Television Listings

Hollywood gossip writer Army Archerd dies at 87

 Daily Variety columnist Army Archerd interviews Gwyneth Paltrow as she arrives at the 71st Annual Academy Awards in March 1999. REUTERS/Rose Prouser - Reuters
Daily Variety columnist Army Archerd interviews Gwyneth Paltrow as she arrives at the 71st Annual Academy Awards in March 1999. REUTERS/Rose Prouser
— image credit: Reuters

LOS ANGELES (Reuters) - Gossip columnist Army Archerd, who wrote upbeat stories about movie stars for the Hollywood trade paper Daily Variety for more than 50 years, died in a Los Angeles hospital on Tuesday, a spokeswoman said. He was 87.

Archerd died of a rare form of mesothelioma cancer, thought to be the result of exposure to asbestos when he served in the U.S. Navy during World War II, said spokeswoman Michelle Bega.

One of Archerd's biggest scoops was the revelation in 1985 that Rock Hudson had AIDS, but he would later say that it was the most difficult story he ever had to write.

"It was July 23, 1985, when 'AIDS' was an almost-unknown word," he recalled in 2003. "In that column about Rock heading to Paris for medical help from the Pasteur Institute I wrote, 'Doctors warn that the dread disease (AIDS) is going to reach catastrophic proportions in all communities if a cure is not soon found.'"

Hudson's camp denied the actor had AIDS, but he was dead less than three months later.

Opening with a cheery "Good Morning," Archerd's daily "Just For Variety" column provided generally upbeat news about Hollywood's elite and was required breakfast reading in Hollywood for 52 years until 2005. He continued to write blogs for the paper until July.

Archerd found his news by hanging out at glamorous, long-gone nightspots like Ciro's and the Coconut Grove. He was also a regular visitor to the studio backlots, where he conducted dressing-room interviews with the likes of Marilyn Monroe, Lana and Ava Turner, Lucille Ball, Clark Gable, Tyrone Power, Elvis Presley and Bing Crosby.

He recalled that his column attracted the attention of the FBI under Director J. Edgar Hoover era and the agency tried to plant a fake story about actress Jane Fonda, a noted left-wing activist.

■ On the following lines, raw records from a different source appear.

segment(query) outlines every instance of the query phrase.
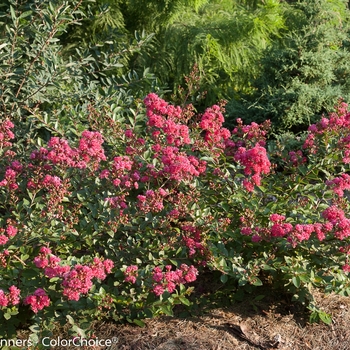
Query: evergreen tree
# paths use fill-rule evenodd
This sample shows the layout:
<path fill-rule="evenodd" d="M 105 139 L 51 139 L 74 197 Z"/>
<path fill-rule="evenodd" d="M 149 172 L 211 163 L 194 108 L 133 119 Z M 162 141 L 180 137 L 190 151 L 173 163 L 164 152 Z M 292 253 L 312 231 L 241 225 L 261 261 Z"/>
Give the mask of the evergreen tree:
<path fill-rule="evenodd" d="M 258 59 L 281 28 L 283 15 L 276 0 L 178 6 L 157 33 L 157 51 L 148 62 L 172 90 L 198 64 L 201 90 L 207 91 L 205 103 L 214 103 L 249 88 L 259 72 Z"/>
<path fill-rule="evenodd" d="M 297 132 L 340 97 L 350 100 L 347 1 L 293 1 L 287 8 L 288 30 L 261 60 L 255 92 L 228 104 L 231 120 L 270 119 L 278 131 Z"/>
<path fill-rule="evenodd" d="M 278 0 L 97 0 L 93 6 L 84 4 L 89 18 L 79 30 L 68 30 L 62 40 L 91 46 L 106 40 L 123 43 L 135 32 L 154 33 L 142 52 L 129 57 L 129 68 L 150 67 L 163 84 L 176 90 L 197 64 L 206 103 L 246 89 L 259 72 L 259 57 L 283 28 Z"/>

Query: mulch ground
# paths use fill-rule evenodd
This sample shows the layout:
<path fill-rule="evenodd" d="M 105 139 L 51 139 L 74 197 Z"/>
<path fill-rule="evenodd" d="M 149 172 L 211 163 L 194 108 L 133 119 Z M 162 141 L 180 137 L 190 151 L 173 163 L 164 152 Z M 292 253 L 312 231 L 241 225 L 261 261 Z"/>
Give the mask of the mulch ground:
<path fill-rule="evenodd" d="M 195 317 L 146 320 L 143 328 L 113 323 L 92 327 L 99 339 L 115 340 L 109 350 L 349 350 L 350 298 L 319 294 L 317 302 L 332 315 L 331 325 L 310 324 L 301 307 L 270 295 L 203 310 Z"/>

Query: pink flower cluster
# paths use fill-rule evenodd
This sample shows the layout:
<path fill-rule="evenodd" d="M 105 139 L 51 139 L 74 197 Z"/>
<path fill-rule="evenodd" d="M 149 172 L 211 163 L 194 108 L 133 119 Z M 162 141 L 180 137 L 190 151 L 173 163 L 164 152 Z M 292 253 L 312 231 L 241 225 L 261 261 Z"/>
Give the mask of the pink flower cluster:
<path fill-rule="evenodd" d="M 150 126 L 163 127 L 165 121 L 163 116 L 167 116 L 175 121 L 182 119 L 180 106 L 170 105 L 155 93 L 148 94 L 144 99 L 144 103 L 147 108 L 147 117 Z"/>
<path fill-rule="evenodd" d="M 6 307 L 19 304 L 20 293 L 21 291 L 15 286 L 11 286 L 8 293 L 0 289 L 0 306 Z"/>
<path fill-rule="evenodd" d="M 338 131 L 350 127 L 350 115 L 348 105 L 340 102 L 335 106 L 336 111 L 330 113 L 329 118 L 322 117 L 317 124 L 309 126 L 309 132 L 313 134 L 323 134 L 325 131 Z"/>
<path fill-rule="evenodd" d="M 102 160 L 106 160 L 102 148 L 103 138 L 99 132 L 84 131 L 79 141 L 79 147 L 71 148 L 68 141 L 59 137 L 52 137 L 48 142 L 48 148 L 41 148 L 32 152 L 30 159 L 63 167 L 85 169 L 92 164 L 94 169 L 98 168 Z"/>
<path fill-rule="evenodd" d="M 237 127 L 232 130 L 232 135 L 238 138 L 236 147 L 248 147 L 259 144 L 261 147 L 266 145 L 266 137 L 271 128 L 270 120 L 262 124 L 252 122 L 250 125 L 243 125 L 241 118 L 236 119 Z"/>
<path fill-rule="evenodd" d="M 329 208 L 328 208 L 329 209 Z M 337 211 L 340 215 L 339 211 Z M 333 218 L 333 210 L 325 211 L 324 218 Z M 319 241 L 323 241 L 326 238 L 327 233 L 332 232 L 334 225 L 331 222 L 314 223 L 314 224 L 292 224 L 285 222 L 286 217 L 280 214 L 271 214 L 270 221 L 271 226 L 268 228 L 254 227 L 252 229 L 248 226 L 241 227 L 241 234 L 252 236 L 253 242 L 259 242 L 262 239 L 269 241 L 271 238 L 285 237 L 293 247 L 296 247 L 299 242 L 309 240 L 311 234 L 315 234 Z M 338 238 L 341 234 L 336 235 Z M 341 238 L 340 238 L 341 239 Z"/>
<path fill-rule="evenodd" d="M 17 177 L 21 176 L 23 165 L 15 160 L 5 170 L 5 178 L 0 181 L 0 187 L 7 187 L 10 191 L 17 190 Z"/>
<path fill-rule="evenodd" d="M 85 164 L 83 162 L 79 165 L 76 162 L 77 153 L 75 149 L 69 146 L 67 140 L 60 139 L 59 137 L 52 137 L 48 142 L 46 159 L 50 160 L 53 164 L 84 168 Z"/>
<path fill-rule="evenodd" d="M 136 279 L 138 277 L 138 267 L 136 265 L 130 265 L 124 271 L 124 281 L 130 283 L 136 283 Z"/>
<path fill-rule="evenodd" d="M 75 265 L 69 272 L 63 275 L 62 286 L 63 295 L 68 300 L 80 299 L 81 294 L 87 294 L 91 289 L 93 278 L 104 280 L 107 274 L 111 273 L 114 264 L 112 260 L 106 259 L 101 261 L 94 258 L 91 265 Z"/>
<path fill-rule="evenodd" d="M 168 104 L 154 93 L 148 94 L 144 103 L 147 108 L 147 125 L 156 128 L 152 133 L 154 139 L 159 139 L 161 130 L 168 145 L 180 147 L 191 142 L 187 125 L 177 123 L 184 119 L 181 107 Z"/>
<path fill-rule="evenodd" d="M 168 195 L 168 192 L 163 188 L 159 188 L 156 191 L 147 190 L 144 195 L 139 194 L 137 196 L 137 207 L 145 214 L 149 212 L 158 213 L 164 209 L 164 198 Z"/>
<path fill-rule="evenodd" d="M 271 163 L 267 157 L 266 149 L 259 144 L 248 150 L 245 147 L 240 147 L 234 159 L 245 167 L 245 175 L 252 175 L 250 180 L 243 180 L 243 185 L 249 192 L 254 190 L 254 185 L 261 185 L 261 174 L 270 172 Z"/>
<path fill-rule="evenodd" d="M 112 169 L 104 169 L 100 174 L 101 179 L 110 179 L 114 186 L 126 189 L 138 189 L 140 173 L 138 164 L 129 156 L 118 156 L 113 159 Z"/>
<path fill-rule="evenodd" d="M 102 135 L 99 132 L 85 130 L 81 136 L 78 147 L 79 156 L 86 163 L 93 163 L 97 169 L 99 163 L 107 159 L 102 148 L 104 142 Z"/>
<path fill-rule="evenodd" d="M 195 156 L 188 156 L 180 152 L 177 147 L 163 148 L 161 161 L 164 167 L 159 171 L 159 175 L 169 176 L 171 180 L 191 180 L 206 170 L 205 161 L 198 160 Z"/>
<path fill-rule="evenodd" d="M 50 298 L 42 288 L 38 288 L 32 295 L 28 295 L 24 301 L 24 305 L 30 305 L 34 313 L 50 305 Z"/>
<path fill-rule="evenodd" d="M 16 236 L 18 230 L 13 225 L 8 225 L 6 229 L 0 228 L 0 245 L 6 244 L 10 238 Z"/>
<path fill-rule="evenodd" d="M 205 249 L 202 243 L 201 230 L 193 225 L 182 225 L 181 230 L 184 232 L 182 239 L 189 249 L 189 256 L 191 257 L 197 252 L 203 255 Z"/>
<path fill-rule="evenodd" d="M 198 275 L 198 270 L 193 265 L 182 264 L 175 271 L 167 265 L 165 269 L 165 272 L 160 267 L 155 267 L 153 270 L 153 280 L 156 282 L 153 285 L 153 293 L 157 296 L 162 295 L 165 290 L 172 293 L 177 285 L 193 282 Z"/>
<path fill-rule="evenodd" d="M 205 110 L 202 115 L 199 127 L 205 131 L 204 140 L 210 146 L 224 148 L 224 140 L 230 138 L 231 133 L 228 129 L 223 128 L 225 118 L 222 115 L 222 108 L 213 105 Z"/>
<path fill-rule="evenodd" d="M 111 273 L 114 263 L 112 260 L 101 260 L 97 257 L 90 265 L 75 265 L 72 269 L 68 265 L 60 266 L 61 259 L 52 254 L 51 249 L 41 247 L 39 255 L 34 258 L 36 267 L 44 269 L 48 278 L 63 279 L 63 295 L 69 300 L 79 300 L 80 294 L 86 294 L 92 287 L 92 279 L 104 280 Z"/>
<path fill-rule="evenodd" d="M 128 208 L 125 195 L 107 197 L 105 201 L 109 203 L 112 208 L 119 209 L 119 214 L 122 215 L 123 211 Z"/>
<path fill-rule="evenodd" d="M 52 254 L 51 249 L 41 247 L 39 255 L 34 258 L 34 264 L 40 269 L 44 269 L 45 276 L 48 278 L 62 277 L 70 270 L 69 266 L 60 266 L 61 259 Z"/>
<path fill-rule="evenodd" d="M 333 225 L 335 237 L 343 240 L 350 236 L 350 220 L 345 217 L 343 210 L 332 205 L 322 212 L 322 216 Z"/>
<path fill-rule="evenodd" d="M 326 181 L 326 185 L 339 197 L 343 197 L 344 191 L 350 189 L 350 176 L 348 174 L 342 174 L 339 177 L 335 177 L 333 180 Z"/>
<path fill-rule="evenodd" d="M 298 150 L 296 152 L 290 151 L 288 156 L 289 163 L 294 167 L 297 167 L 307 162 L 307 158 L 303 155 L 303 152 L 301 150 Z"/>
<path fill-rule="evenodd" d="M 10 140 L 15 138 L 14 133 L 11 131 L 13 127 L 14 124 L 8 119 L 0 123 L 0 148 L 12 146 Z"/>
<path fill-rule="evenodd" d="M 350 113 L 347 110 L 348 105 L 342 101 L 338 103 L 336 112 L 331 113 L 329 118 L 323 117 L 317 124 L 312 124 L 308 129 L 308 136 L 304 142 L 303 148 L 308 149 L 310 153 L 317 153 L 319 149 L 319 140 L 327 139 L 324 135 L 338 134 L 339 136 L 350 130 Z M 350 162 L 350 138 L 344 137 L 339 140 L 338 147 L 345 148 L 343 158 L 344 163 Z"/>
<path fill-rule="evenodd" d="M 271 214 L 270 221 L 273 223 L 270 228 L 272 237 L 285 237 L 293 230 L 293 225 L 284 222 L 286 217 L 280 214 Z"/>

In later years, Archerd's columns were filled with the exploits of elderly stars like Esther Williams, Merv Griffin and Doris Day.

Occasionally, he wrote about more-contemporary artists, taking Michael Jackson to task in 1995 for derogatory phrases in his new song "They Don't Care About Us." Jackson called Archerd a few days later to say he would re-record the song.

Archerd is survived by his wife of 40 years, Selma, a son and two stepsons.